The public spending cuts alone will reduce French economic growth by between 1% and 1.7% per year, depending on the size of the fiscal multiplier. This is not a country that’s been growing at breakneck speed as it stands:
The popular press often assumes that France is uniquely sluggish and in need of “structural reform”, but France has not done substantively worse than most other rich European countries, all of which have struggled. Indeed, France took a relatively small hit in 2008 and has needed less growth to recover, yet it has still routinely kept pace:
The IMF has increasingly been recommending stimulus for countries in these positions. In a recent staff note, some of its economists claim that France still has considerable fiscal space, and could increase its current debt load by more than 100% of GDP without trouble:
Even if France had half the fiscal space the IMF economists think it has, there would be no need for France to do what Fillon is proposing. Indeed, even if it were necessary, there are much more effective ways to reduce the public debt–inflation and economic growth can rapidly reduce the size of the debt in real terms. Austerity reduces economic growth and thereby reduces tax revenue, forcing even larger cuts which damage the economy still further, producing a vicious cycle of pain that imposes a great deal of unnecessary suffering and can even make debt problems worse than before. Fillon’s platform is the modern economic equivalent of the flagellants’ response to the plague–painful, and worsening the problem it’s meant to solve:
Current polling projects that Fillon and Le Pen are likely to be the finalists in the French presidential election. If France’s workers figure out the threat Fillon poses to them and Le Pen offers them succor, we could see large portions of the French left’s voting base defect to the far right. If they do not and Fillon prevails, his brutal economic agenda will only worsen conditions in France and strengthen the far right’s hand going forward.

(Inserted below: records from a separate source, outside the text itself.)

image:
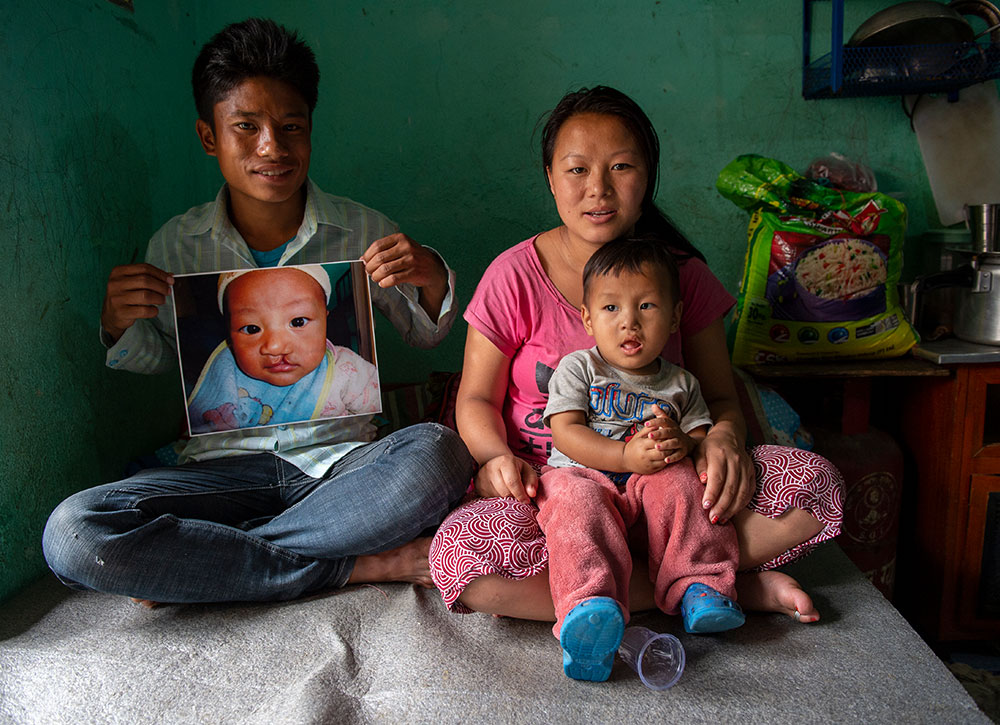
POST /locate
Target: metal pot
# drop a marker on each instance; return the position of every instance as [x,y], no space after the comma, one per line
[977,316]
[974,304]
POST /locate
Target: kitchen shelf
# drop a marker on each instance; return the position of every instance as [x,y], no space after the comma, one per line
[847,72]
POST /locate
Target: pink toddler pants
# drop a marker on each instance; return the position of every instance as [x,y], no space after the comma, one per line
[501,536]
[588,523]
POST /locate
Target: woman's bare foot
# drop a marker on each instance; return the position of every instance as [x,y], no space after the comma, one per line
[408,563]
[147,603]
[774,591]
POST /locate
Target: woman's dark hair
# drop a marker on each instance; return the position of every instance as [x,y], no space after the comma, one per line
[252,48]
[612,102]
[629,254]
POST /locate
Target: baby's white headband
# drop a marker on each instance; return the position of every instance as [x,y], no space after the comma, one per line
[315,271]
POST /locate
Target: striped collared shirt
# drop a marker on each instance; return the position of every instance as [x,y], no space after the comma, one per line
[333,229]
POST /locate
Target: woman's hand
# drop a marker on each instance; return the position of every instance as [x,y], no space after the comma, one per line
[727,472]
[507,475]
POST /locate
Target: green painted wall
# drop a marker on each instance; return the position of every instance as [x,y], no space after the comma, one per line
[427,112]
[96,153]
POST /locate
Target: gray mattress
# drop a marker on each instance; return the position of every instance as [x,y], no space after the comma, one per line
[392,654]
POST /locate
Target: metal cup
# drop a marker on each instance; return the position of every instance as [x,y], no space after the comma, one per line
[983,221]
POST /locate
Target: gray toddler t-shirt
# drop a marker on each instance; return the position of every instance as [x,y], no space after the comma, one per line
[615,401]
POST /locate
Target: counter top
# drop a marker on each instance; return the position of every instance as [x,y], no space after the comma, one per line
[951,350]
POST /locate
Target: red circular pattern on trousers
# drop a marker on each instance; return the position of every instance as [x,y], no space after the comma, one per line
[501,535]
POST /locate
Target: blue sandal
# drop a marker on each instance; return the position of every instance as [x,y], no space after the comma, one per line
[706,611]
[590,636]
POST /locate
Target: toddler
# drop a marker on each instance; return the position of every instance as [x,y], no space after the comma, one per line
[624,422]
[277,365]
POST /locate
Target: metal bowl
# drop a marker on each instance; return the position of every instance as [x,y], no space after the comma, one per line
[918,22]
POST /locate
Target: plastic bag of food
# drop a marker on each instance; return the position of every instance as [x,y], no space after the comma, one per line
[821,270]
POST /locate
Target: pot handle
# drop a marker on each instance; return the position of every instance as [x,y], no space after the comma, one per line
[959,277]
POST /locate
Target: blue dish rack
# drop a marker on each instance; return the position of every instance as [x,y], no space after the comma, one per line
[891,70]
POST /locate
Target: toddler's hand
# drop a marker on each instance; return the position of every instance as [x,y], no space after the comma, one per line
[507,475]
[642,454]
[672,443]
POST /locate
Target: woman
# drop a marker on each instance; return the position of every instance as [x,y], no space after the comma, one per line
[600,157]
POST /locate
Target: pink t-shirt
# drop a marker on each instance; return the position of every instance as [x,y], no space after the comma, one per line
[518,309]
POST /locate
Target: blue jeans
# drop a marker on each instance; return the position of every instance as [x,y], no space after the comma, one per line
[254,527]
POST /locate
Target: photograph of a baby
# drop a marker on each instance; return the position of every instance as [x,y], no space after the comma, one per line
[273,346]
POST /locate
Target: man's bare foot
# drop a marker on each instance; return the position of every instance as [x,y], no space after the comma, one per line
[774,591]
[147,603]
[408,563]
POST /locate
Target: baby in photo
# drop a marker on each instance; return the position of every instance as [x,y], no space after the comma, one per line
[277,365]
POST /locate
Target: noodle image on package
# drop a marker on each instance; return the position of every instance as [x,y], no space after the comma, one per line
[821,269]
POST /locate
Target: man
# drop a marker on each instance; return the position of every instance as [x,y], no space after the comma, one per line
[265,513]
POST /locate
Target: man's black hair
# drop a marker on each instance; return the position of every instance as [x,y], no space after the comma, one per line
[630,254]
[253,48]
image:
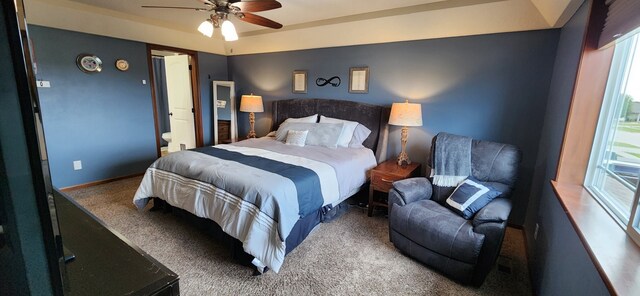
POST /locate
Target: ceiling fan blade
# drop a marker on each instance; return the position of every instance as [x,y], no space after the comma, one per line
[255,6]
[258,20]
[207,2]
[174,7]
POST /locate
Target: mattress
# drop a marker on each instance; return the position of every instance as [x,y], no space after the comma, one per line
[257,189]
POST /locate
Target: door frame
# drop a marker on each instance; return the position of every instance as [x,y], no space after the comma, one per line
[195,91]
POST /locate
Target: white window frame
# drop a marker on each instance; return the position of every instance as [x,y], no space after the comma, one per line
[605,135]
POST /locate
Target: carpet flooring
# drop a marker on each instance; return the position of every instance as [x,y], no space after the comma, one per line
[349,256]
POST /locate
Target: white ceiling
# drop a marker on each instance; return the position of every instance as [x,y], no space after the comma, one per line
[307,23]
[292,11]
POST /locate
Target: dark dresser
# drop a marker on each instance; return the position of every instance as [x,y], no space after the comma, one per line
[106,263]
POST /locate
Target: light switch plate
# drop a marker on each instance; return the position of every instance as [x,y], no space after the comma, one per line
[77,165]
[43,83]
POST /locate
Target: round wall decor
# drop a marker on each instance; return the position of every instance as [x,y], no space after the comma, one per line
[89,63]
[122,65]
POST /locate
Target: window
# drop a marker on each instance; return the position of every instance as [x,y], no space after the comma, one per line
[614,166]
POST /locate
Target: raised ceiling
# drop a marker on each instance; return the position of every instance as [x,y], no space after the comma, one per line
[307,24]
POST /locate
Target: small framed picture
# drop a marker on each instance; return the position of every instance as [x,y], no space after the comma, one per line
[299,84]
[359,80]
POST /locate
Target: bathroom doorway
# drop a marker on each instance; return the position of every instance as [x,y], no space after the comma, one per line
[176,98]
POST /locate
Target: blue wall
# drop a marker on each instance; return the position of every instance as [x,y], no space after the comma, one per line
[491,87]
[104,119]
[211,67]
[559,262]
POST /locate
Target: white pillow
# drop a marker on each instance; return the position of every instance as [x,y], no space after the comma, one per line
[359,136]
[296,138]
[320,134]
[347,131]
[310,119]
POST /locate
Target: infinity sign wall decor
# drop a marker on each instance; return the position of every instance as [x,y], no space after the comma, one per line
[332,81]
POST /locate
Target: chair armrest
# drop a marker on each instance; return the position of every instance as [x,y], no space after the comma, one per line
[497,210]
[410,190]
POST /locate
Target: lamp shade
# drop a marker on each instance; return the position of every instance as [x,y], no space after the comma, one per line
[406,114]
[251,103]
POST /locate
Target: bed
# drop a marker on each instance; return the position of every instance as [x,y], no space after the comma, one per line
[264,193]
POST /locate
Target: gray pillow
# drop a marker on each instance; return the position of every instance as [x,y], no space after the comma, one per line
[360,134]
[320,134]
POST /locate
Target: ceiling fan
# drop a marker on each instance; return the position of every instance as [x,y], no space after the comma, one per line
[221,9]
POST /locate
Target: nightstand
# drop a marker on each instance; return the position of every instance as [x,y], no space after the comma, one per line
[386,173]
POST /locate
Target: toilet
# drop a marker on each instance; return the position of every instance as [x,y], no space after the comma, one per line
[167,137]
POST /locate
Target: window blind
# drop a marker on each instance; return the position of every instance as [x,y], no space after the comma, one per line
[623,17]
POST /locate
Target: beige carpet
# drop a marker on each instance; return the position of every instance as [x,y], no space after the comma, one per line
[350,256]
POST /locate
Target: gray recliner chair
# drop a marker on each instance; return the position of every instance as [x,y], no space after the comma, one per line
[423,228]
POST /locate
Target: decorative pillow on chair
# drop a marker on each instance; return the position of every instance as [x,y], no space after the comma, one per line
[471,196]
[296,138]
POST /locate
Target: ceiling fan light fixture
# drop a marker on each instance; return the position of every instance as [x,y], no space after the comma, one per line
[229,31]
[231,37]
[206,28]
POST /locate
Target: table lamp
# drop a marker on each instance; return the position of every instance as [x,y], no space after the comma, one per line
[405,114]
[251,103]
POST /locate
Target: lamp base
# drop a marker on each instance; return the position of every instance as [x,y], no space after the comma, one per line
[252,121]
[403,159]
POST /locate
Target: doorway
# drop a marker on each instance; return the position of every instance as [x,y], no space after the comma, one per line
[176,98]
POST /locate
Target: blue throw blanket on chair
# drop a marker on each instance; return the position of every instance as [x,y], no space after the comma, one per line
[450,160]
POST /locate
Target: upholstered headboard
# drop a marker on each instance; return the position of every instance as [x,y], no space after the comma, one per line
[373,117]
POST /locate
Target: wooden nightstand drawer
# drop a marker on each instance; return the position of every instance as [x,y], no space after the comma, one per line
[382,182]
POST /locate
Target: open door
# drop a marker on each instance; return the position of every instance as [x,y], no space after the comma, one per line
[181,111]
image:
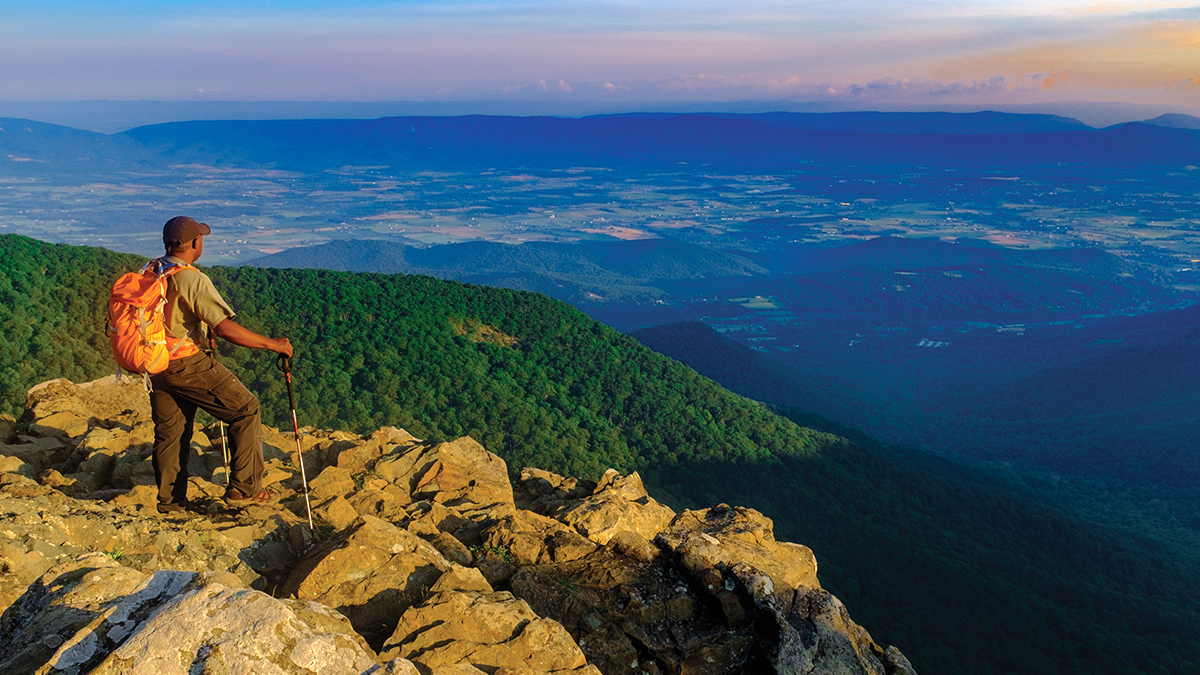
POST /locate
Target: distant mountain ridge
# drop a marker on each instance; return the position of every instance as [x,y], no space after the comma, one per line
[959,124]
[571,272]
[1176,120]
[742,142]
[640,143]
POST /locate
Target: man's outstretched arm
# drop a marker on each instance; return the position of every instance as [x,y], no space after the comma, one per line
[243,336]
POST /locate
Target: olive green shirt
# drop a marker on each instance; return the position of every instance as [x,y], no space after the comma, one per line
[192,302]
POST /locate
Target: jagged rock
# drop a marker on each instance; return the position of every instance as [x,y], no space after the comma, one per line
[531,538]
[489,631]
[611,603]
[10,464]
[396,667]
[459,475]
[540,490]
[337,512]
[7,426]
[619,503]
[714,593]
[33,454]
[634,545]
[371,573]
[331,482]
[108,399]
[379,443]
[93,615]
[387,502]
[724,536]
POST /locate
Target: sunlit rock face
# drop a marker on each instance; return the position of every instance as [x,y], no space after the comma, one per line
[424,557]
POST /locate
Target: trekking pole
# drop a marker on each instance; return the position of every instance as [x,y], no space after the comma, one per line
[225,447]
[285,364]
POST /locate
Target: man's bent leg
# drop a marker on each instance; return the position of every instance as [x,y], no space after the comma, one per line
[172,440]
[202,381]
[246,444]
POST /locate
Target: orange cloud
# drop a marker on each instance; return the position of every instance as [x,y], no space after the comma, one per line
[1053,78]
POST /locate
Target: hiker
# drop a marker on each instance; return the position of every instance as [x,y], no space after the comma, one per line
[195,380]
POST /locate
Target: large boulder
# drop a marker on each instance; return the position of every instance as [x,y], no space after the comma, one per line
[72,408]
[372,573]
[633,616]
[459,475]
[619,503]
[489,631]
[93,615]
[723,536]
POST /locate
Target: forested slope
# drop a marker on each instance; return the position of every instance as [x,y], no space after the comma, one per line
[967,578]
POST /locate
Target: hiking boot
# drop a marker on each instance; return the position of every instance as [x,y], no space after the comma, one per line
[234,496]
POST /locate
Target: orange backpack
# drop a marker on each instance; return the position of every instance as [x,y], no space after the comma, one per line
[136,323]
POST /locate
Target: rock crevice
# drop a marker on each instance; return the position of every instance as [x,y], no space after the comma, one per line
[426,557]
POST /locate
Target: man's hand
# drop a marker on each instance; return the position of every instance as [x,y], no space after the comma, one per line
[282,346]
[243,336]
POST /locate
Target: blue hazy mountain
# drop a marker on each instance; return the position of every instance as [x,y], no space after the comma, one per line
[628,142]
[34,148]
[751,142]
[1176,120]
[588,270]
[959,124]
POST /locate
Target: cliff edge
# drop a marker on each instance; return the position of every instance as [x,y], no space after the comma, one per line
[425,557]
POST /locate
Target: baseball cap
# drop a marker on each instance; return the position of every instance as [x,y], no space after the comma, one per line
[181,230]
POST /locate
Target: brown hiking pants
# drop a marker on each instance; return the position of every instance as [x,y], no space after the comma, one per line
[199,382]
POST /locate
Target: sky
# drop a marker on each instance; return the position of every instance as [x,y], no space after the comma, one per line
[862,53]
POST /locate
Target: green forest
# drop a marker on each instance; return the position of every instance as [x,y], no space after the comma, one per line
[961,571]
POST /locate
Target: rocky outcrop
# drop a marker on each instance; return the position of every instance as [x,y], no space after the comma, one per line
[425,559]
[94,615]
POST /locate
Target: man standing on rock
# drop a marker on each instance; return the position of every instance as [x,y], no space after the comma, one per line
[195,380]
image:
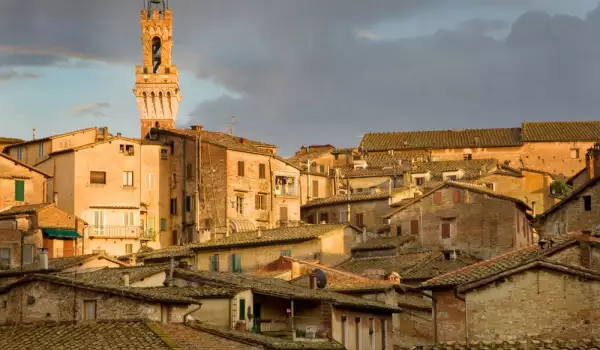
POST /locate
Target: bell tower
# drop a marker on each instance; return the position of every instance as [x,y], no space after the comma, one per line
[157,81]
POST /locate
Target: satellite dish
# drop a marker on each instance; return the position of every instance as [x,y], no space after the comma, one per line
[321,278]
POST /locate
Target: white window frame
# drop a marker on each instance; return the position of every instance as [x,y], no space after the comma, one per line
[127,178]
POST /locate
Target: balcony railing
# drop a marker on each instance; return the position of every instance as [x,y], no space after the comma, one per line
[109,231]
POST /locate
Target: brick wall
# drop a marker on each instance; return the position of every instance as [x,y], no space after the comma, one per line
[534,304]
[572,216]
[481,225]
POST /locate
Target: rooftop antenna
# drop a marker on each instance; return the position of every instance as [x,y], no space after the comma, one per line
[232,125]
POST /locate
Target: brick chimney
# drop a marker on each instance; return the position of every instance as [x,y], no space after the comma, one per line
[592,161]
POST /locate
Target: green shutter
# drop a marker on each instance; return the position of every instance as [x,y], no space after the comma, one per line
[19,190]
[242,309]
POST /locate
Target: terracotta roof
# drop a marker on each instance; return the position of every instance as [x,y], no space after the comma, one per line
[23,209]
[82,336]
[436,139]
[499,264]
[572,196]
[175,295]
[470,188]
[278,288]
[398,263]
[546,344]
[17,162]
[274,343]
[383,243]
[561,131]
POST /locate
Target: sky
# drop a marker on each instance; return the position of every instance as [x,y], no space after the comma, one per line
[296,72]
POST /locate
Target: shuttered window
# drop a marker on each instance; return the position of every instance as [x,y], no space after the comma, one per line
[437,198]
[446,230]
[414,227]
[98,177]
[19,190]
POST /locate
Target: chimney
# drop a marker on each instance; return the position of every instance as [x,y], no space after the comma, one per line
[312,278]
[44,258]
[295,269]
[592,161]
[126,279]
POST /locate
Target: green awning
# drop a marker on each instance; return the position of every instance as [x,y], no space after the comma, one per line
[60,233]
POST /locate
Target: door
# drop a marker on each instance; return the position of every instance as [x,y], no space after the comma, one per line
[256,320]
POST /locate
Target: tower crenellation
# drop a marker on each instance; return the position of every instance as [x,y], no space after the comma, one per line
[157,79]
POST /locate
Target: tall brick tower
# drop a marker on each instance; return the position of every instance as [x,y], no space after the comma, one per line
[157,81]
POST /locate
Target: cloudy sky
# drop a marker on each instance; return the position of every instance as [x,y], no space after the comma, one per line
[305,71]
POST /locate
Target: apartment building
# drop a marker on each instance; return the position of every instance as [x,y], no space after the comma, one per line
[115,185]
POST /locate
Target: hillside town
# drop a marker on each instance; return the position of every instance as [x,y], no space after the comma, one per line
[186,238]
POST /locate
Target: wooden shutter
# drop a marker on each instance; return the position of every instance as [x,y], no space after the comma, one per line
[414,227]
[437,198]
[456,196]
[446,230]
[19,190]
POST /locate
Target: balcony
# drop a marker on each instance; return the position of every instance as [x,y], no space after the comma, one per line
[122,231]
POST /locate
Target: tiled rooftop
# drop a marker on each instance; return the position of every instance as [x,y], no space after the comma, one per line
[437,139]
[499,264]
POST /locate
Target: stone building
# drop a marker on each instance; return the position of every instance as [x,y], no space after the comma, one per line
[471,219]
[360,209]
[553,286]
[116,186]
[554,147]
[249,251]
[36,150]
[225,184]
[21,184]
[25,229]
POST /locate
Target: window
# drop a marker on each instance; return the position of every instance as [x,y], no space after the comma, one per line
[323,217]
[357,335]
[414,227]
[241,168]
[587,203]
[4,258]
[89,310]
[28,253]
[236,263]
[343,216]
[242,309]
[456,196]
[239,205]
[173,206]
[188,204]
[445,230]
[189,172]
[437,198]
[98,177]
[128,219]
[213,263]
[358,219]
[128,179]
[260,201]
[19,190]
[150,181]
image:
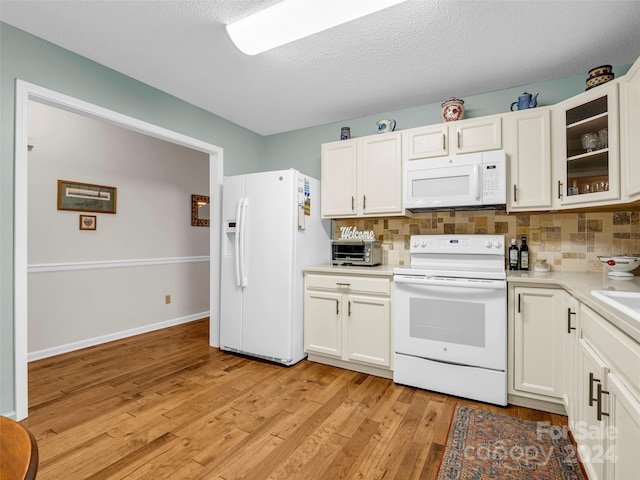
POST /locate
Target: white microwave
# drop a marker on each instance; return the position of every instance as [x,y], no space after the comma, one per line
[474,179]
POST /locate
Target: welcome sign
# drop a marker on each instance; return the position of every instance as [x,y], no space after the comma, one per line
[352,233]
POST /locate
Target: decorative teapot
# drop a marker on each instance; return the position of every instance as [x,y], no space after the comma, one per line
[526,100]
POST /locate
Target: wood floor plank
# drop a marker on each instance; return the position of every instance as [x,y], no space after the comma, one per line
[165,405]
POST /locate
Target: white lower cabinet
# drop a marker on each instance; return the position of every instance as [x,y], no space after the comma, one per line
[624,445]
[347,321]
[607,429]
[570,310]
[536,332]
[591,426]
[323,323]
[562,351]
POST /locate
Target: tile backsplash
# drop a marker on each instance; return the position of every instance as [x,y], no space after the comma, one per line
[570,242]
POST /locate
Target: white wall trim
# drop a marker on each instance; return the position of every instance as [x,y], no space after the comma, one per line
[90,342]
[98,264]
[26,91]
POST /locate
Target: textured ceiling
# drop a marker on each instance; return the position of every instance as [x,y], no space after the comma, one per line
[418,52]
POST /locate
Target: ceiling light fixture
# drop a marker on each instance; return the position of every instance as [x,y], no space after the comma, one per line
[292,20]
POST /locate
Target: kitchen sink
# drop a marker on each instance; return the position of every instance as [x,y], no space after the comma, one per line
[625,302]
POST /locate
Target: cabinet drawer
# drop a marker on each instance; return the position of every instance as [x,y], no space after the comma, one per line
[379,286]
[621,352]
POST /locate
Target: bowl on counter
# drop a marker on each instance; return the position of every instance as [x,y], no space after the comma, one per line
[621,265]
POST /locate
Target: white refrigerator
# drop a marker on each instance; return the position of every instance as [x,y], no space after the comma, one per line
[271,230]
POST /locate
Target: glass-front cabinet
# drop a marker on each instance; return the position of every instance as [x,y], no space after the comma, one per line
[587,155]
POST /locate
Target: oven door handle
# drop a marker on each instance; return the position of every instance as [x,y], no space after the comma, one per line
[457,283]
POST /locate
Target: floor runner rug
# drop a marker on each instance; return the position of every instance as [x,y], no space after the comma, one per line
[486,445]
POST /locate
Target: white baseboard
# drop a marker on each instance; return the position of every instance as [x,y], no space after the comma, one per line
[90,342]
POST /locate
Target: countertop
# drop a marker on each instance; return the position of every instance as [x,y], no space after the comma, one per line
[378,270]
[580,285]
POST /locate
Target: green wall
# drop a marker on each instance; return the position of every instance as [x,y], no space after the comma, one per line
[302,147]
[25,57]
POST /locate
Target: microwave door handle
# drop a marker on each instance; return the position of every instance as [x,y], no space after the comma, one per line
[476,182]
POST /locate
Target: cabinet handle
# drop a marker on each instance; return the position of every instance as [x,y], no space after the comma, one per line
[569,327]
[599,412]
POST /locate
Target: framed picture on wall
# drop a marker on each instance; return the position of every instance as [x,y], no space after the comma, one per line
[86,197]
[88,222]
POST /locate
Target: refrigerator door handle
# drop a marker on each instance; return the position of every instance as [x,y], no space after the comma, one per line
[236,243]
[242,279]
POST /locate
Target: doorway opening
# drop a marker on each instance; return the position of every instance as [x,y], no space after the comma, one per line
[26,92]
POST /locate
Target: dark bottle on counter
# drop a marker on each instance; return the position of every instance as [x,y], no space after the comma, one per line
[514,255]
[524,254]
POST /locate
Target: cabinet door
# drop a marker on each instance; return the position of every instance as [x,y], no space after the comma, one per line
[368,329]
[570,307]
[588,173]
[477,135]
[322,323]
[629,128]
[339,179]
[623,436]
[380,174]
[538,331]
[591,427]
[426,142]
[528,145]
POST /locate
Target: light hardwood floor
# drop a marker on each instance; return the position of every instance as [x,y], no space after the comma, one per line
[166,405]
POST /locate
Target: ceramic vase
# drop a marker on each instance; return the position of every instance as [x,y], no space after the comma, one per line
[453,109]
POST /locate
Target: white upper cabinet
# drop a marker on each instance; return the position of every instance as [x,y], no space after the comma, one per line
[426,142]
[630,133]
[380,174]
[527,141]
[587,174]
[463,136]
[362,176]
[339,178]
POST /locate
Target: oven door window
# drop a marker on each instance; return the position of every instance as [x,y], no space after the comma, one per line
[455,322]
[461,325]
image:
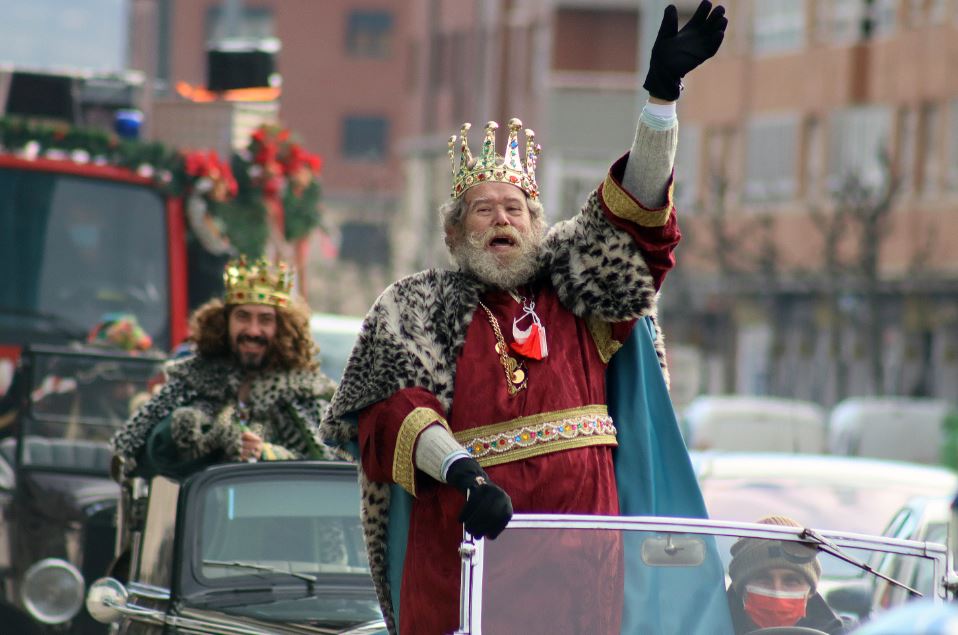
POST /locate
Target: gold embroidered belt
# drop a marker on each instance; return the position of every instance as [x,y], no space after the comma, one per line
[538,434]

The French left must organize to meet this grave threat. The current President, François Hollande, is deeply unpopular. But in spite of this, the left wing parties in France still poll competitively if you combine their numbers. The Socialist Party must abandon Hollande and his failed centrist agenda. There needs to be a sit down with the Left Party and the Greens in which a unity candidate is agreed upon. Some neoliberals within the Socialist Party will defect to Emmanuel Macron’s centrist movement. If the Socialist Party splits down the middle, Macron will be boosted to around 20% and the left’s unity candidate will run near 20% as well. This would at least give these movements a chance of beating Fillon and Le Pen, though the chance is slim if Le Pen’s supporters predominately back Fillon in the second round or vice versa. Le Pen’s supporters must be convinced of the threat Fillon poses to their job security, and Fillon backers must be convinced of the threat Le Pen poses to the EU and to liberalism. At the same time, the left needs to present a compelling alternative vision for France, one which revitalizes the French state instead of euthanizing it.
If this doesn’t happen–and because the left is so factionalist, the chances are very doubtful–a Fillon/Le Pen contest will deliver France and Europe into the hands of the far right sooner or later, with devastating consequences for the European project. We are watching a car crash in slow motion.